„Ein gigantischer Markt“

Hans-Josef Fell
Hans-Josef Fell

Die internationale Konferenz für erneuerbare Energien in Peking (Birec 2005) hat einen  „wesentlichen Ausbau“ regenerativer Energien gefordert. 20cent sprach mit Teilnehmer Hans-Josef Fell (53, Foto), forschungspolitischer Sprecher der Grünen-Bundestagsfraktion.

Wie wurde in Peking die Abwahl von Rot-Grün aufgenommen?

Wegen des Ausscheidens der Grünen aus der Regierung fürchtet man, dass es schwerer  wird, den deutschen Markt für erneuerbare Energien auszubauen.

Erneuerbare Energien gelten als zu teuer. Warum der Aufwand?

Die haben hohe Kostenreduktionspotenziale. Heißt: Gerade bei weiter steigenden Ölpreisen rechnen sie sich sehr schnell. Bereits heute sind sie in unterentwickelten Gebieten z.B. Chinas die kostengünstigste Art zum Aufbau der Energieversorgung.

Die Union will den Atomausstieg verzögern. Ist das wegen des Klimawandels nicht doch sinnvoll?
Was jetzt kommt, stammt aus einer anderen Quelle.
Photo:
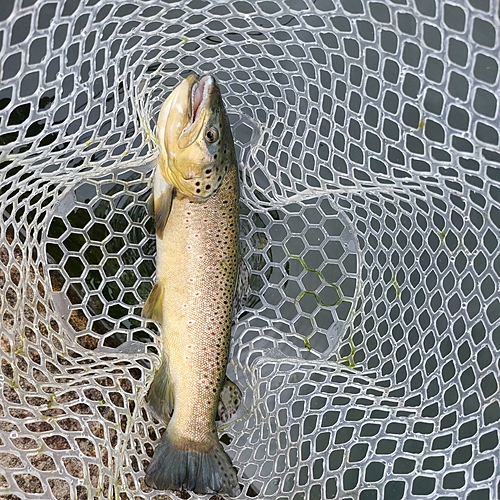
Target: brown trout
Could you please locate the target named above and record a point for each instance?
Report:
(196, 195)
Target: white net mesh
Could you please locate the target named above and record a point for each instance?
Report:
(368, 141)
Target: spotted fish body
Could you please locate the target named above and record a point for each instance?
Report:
(196, 210)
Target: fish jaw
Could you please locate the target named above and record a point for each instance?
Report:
(193, 133)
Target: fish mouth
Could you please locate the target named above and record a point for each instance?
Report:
(200, 93)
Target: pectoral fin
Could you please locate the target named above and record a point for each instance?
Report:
(153, 307)
(162, 207)
(163, 196)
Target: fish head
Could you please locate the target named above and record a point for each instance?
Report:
(196, 146)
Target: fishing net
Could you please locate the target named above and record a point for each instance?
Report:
(367, 350)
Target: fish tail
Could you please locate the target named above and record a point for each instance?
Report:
(173, 468)
(161, 394)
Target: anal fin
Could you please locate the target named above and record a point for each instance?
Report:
(161, 394)
(154, 304)
(229, 400)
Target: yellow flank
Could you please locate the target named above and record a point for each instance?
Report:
(197, 267)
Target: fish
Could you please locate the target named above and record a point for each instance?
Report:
(196, 198)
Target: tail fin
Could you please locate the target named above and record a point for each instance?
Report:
(176, 469)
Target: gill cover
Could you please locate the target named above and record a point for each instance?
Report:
(193, 133)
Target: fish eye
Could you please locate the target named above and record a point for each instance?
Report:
(211, 135)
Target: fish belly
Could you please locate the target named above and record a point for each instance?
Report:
(198, 272)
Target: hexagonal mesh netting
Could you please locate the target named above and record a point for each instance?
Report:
(367, 134)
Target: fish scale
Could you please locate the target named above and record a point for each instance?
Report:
(200, 245)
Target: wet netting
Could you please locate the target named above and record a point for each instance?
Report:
(367, 350)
Die Wachstumsraten der erneuerbaren Energien reichen aus, um die fossilen Kraftwerke  und die abgeschalteten Atomkraftwerke zu ersetzen. Dies bedeutet, dass wir sowohl die Probleme des Klimaschutzes und der radioaktiven Abfälle lösen können. Leider behauptet
die Atomwirtschaft aus durchsichtigen Gründen das Gegenteil. Zudem kann die Atomwirtschaft global gesehen wegen der knappen Uranreserven gar nicht nennenswert
zum Klimaschutz beitragen.

Was planen die anderen Nationen bei den erneuerbaren Energien?

Vor allem China hat enorme Ausbauziele angekündigt: So soll bis 2020 der gesamte Anteil  der erneuerbaren Energien auf 15 Prozent steigen. In der Windkraft will China von heute knapp ein Gigawatt Windleistung auf 30 Gigawatt ausbauen. Für Deutschland wird es
wichtig sein, das vorhandene technische Niveau der erneuerbaren Energien zu verbessern. Dieser gigantische Markt könnte über den Export deutsche Arbeitsplätze schaffen.

Dieses Interwiew ist am 9. November 2005 in 20cent erschienen.